On 23.9.2005, at 18:04, John Peacock wrote:
Timo Sirainen wrote:
While the maildir format itself is simple, it's actually really difficult to handle correctly when the maildir is changing under us. Files can be renamed at any time so you'll have to be prepared to look for the file's new name at any time. Filesystems also don't work the way maildir assumes they do, so you have to work around their limitations too.
I thought that was the point of dovecot-lda, so that you know that dovecot is the only process touching the message files and can update the indexes as things change, rather than after the fact.
Dovecot still can't know that it's the only one, but I had been thinking about adding an option to make Dovecot assume it's the only program modifying the maildir. That should avoid scanning the cur/ directory constantly. Except that probably still requires some changes since up-to-date maildir filenames aren't stored anywhere, but maybe they could be guessed by looking at the base filename and mail's current flags from indexes and generating the most-likely filename based on them (or did I already have that code..? :)
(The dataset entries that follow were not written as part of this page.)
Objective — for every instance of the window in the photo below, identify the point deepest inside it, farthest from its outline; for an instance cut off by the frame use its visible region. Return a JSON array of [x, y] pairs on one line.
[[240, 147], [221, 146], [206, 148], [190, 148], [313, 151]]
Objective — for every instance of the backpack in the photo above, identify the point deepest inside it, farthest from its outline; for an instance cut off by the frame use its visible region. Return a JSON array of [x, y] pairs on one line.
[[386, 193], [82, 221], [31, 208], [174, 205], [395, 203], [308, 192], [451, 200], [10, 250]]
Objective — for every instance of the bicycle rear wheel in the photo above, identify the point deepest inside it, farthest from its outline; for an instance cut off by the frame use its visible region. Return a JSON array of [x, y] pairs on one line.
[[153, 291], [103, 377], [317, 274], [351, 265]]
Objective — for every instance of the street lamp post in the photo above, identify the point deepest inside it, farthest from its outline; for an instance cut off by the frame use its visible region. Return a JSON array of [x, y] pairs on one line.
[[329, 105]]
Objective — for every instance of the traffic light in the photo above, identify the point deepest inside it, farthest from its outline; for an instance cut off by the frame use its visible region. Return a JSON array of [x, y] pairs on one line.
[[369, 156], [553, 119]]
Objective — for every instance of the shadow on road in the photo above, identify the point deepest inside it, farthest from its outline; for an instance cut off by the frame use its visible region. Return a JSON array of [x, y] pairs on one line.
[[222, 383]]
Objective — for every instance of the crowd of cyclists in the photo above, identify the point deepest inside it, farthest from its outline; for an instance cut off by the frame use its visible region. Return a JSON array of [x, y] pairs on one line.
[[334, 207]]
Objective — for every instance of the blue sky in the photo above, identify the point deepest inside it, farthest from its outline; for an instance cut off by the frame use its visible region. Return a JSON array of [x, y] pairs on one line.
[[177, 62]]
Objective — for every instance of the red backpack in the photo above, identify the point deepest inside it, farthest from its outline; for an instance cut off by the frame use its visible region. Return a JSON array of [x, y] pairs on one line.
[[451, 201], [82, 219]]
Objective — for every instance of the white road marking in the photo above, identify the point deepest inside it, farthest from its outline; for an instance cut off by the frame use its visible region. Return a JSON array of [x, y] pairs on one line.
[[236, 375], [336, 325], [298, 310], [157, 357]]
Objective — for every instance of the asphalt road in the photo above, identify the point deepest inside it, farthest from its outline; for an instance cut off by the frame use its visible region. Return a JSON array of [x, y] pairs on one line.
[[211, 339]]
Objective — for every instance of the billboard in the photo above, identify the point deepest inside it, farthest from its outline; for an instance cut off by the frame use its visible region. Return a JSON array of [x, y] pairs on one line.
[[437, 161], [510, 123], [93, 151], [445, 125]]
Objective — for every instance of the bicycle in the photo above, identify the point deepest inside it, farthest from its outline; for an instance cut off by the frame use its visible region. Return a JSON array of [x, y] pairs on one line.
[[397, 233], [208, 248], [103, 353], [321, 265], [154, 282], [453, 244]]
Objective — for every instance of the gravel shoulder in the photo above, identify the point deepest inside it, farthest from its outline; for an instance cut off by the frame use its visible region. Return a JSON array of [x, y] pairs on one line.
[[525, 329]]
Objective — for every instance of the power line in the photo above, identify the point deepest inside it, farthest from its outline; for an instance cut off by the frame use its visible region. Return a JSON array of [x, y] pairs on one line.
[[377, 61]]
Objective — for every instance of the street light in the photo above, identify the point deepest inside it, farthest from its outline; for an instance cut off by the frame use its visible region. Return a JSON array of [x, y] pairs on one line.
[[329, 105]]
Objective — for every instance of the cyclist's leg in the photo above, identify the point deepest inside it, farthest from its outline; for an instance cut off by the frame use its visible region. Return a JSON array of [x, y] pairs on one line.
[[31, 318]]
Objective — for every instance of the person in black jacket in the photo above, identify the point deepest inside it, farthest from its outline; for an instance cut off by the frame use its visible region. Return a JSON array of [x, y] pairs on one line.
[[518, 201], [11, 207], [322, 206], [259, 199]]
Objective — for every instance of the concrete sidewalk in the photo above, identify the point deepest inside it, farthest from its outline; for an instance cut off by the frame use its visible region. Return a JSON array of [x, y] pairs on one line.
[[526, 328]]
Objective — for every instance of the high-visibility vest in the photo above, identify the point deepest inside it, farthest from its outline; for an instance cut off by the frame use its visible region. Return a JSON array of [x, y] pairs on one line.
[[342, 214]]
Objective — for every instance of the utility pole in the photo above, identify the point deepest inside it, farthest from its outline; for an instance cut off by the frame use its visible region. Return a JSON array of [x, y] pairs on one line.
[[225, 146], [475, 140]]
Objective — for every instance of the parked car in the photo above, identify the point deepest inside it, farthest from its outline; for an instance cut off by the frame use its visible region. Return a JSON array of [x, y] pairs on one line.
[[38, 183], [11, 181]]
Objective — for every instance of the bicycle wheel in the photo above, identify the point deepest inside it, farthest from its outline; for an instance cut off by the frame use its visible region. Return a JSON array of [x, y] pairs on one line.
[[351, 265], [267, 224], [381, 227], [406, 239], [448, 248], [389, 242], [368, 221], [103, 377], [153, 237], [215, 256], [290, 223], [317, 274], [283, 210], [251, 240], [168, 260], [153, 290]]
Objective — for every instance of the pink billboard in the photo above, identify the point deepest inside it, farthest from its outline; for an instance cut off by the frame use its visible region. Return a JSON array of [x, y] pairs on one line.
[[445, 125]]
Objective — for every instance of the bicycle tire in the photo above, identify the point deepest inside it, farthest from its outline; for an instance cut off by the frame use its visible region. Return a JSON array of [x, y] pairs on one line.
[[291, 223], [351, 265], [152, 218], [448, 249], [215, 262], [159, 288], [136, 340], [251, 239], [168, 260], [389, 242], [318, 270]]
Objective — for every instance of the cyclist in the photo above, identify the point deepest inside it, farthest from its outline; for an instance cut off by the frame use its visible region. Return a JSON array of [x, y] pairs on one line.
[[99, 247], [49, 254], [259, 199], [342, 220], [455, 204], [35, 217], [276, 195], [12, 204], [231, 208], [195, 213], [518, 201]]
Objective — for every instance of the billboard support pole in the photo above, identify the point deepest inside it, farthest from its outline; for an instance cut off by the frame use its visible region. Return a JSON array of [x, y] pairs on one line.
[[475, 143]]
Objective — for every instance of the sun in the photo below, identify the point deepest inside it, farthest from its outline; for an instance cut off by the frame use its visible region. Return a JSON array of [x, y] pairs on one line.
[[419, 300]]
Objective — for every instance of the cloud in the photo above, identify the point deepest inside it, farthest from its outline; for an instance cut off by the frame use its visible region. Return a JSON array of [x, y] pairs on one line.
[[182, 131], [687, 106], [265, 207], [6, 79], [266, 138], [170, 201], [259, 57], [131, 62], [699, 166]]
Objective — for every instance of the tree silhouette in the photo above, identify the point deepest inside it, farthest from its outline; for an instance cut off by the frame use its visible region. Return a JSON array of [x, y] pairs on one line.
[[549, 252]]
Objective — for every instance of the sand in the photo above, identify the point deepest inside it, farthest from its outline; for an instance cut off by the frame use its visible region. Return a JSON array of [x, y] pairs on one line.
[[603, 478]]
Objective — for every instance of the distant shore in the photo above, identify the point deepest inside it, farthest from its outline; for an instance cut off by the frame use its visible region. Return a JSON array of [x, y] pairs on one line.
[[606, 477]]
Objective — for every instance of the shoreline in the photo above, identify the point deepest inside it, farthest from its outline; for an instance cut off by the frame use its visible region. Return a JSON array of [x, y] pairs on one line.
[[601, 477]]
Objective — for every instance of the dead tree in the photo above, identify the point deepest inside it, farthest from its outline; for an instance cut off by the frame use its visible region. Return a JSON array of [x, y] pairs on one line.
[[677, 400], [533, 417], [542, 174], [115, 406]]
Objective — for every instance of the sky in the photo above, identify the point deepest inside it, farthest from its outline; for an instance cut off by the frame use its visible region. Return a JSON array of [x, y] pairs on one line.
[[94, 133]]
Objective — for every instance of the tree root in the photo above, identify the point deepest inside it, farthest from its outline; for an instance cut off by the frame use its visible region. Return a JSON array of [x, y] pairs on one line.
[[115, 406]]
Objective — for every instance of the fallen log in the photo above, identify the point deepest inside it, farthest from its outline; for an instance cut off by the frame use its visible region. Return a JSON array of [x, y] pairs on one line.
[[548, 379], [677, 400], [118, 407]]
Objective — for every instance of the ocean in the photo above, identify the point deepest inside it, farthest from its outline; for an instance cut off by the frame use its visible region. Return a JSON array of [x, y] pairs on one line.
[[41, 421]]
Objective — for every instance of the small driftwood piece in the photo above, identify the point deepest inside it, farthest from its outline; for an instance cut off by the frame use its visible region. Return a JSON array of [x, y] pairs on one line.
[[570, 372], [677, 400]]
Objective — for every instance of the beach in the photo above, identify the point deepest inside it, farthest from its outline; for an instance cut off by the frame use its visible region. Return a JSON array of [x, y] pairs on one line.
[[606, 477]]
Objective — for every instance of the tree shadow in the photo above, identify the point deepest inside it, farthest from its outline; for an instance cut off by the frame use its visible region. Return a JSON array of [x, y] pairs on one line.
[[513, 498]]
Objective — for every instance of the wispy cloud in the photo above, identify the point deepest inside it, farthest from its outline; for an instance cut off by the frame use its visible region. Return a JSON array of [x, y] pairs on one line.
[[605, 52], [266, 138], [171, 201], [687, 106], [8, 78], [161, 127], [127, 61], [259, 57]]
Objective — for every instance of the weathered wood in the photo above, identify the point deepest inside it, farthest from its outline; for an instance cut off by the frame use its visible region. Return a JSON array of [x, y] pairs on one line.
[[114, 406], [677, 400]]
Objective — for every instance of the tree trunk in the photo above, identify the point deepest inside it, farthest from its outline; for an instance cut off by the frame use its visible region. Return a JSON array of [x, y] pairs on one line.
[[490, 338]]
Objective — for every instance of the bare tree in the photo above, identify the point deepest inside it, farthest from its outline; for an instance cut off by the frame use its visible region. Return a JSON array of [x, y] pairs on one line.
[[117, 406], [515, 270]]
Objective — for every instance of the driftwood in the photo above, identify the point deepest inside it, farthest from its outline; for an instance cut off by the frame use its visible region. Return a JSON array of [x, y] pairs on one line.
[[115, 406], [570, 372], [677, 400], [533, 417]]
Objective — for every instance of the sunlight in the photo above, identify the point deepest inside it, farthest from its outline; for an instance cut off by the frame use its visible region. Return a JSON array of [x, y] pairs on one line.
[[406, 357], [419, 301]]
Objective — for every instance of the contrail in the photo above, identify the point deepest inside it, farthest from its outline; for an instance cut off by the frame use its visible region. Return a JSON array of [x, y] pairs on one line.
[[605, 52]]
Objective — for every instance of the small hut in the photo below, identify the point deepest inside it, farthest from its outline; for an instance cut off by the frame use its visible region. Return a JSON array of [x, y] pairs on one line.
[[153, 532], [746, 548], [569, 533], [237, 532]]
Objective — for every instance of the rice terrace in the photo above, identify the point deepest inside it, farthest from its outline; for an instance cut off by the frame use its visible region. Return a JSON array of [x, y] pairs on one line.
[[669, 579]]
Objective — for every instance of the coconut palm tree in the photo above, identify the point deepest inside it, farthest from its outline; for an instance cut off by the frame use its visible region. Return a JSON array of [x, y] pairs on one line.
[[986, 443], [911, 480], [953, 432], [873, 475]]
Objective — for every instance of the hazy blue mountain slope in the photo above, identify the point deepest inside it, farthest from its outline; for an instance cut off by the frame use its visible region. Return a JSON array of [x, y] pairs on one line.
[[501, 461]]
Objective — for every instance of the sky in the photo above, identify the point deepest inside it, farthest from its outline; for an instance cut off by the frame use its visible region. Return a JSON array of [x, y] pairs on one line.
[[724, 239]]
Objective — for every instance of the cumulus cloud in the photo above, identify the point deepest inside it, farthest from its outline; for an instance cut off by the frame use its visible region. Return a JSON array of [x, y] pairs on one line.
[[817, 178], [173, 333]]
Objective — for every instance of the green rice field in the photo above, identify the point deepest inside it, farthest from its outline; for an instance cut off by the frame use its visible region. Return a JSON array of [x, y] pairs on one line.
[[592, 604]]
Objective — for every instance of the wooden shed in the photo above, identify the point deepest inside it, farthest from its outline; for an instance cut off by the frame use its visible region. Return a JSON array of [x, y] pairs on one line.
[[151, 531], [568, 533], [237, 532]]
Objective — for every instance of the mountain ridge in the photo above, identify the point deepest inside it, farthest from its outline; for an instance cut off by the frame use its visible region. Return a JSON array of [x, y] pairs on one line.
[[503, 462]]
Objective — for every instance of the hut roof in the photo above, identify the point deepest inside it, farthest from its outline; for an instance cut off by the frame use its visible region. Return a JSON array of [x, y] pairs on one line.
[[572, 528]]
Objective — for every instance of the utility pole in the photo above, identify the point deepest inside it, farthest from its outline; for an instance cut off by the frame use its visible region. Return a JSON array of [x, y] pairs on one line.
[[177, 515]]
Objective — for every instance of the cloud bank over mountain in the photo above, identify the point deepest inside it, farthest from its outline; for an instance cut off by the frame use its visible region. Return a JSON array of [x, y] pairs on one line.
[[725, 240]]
This could possibly be also automatically set per mailbox. If user always expunges all mails at a time (POP3) or never expunges (mailing list archives), there would be only a single file.
If you are thinking that way, it might be useful to mark mailboxes as either:
a) sequential access (most POP3 and archives); b) random access (IMAP).
and provide different tuning based on usage expectations, rather than trying to actively tune. Then the system admin could choose which fits their needs best; we only have a few people using POP3 and everyone else is IMAP, and I frankly don't care what kind of performance the POP3 people have.
I haven't really thought about this yet, but a global setting wouldn't usually be enough for all users and I'm not sure how it can be set per-user or per-mailbox in any useful way.
I think SQL database as a mail store would have much worse performance than with any filesystem based mail store.
Except that with clustering, you could have multiple DB servers getting hit by multiple dovecot servers. SQL could potentially scale to much larger environments than filesystem support.
How did you think it would work?
One way to do it would be to distribute users to different SQL servers. That's just as possible with filesystems.
If you thought about some kind of database that is distributed across multiple computers.. Well, that would probably work, but I haven't heard much of them being in any actual use. Probably because they all cost too much. I don't think PostgreSQL or MySQL had support for these kind of clusters yet?
There are also clustered filesystems that are distributed across multiple computers. Dovecot already works with them.
Plus, think of all the neat fulltext indexing possibilities.
Unfortunately that doesn't help with IMAP at all, and might make it actually more difficult and slower to implement the kind of indexing that would benefit IMAP's SEARCH command.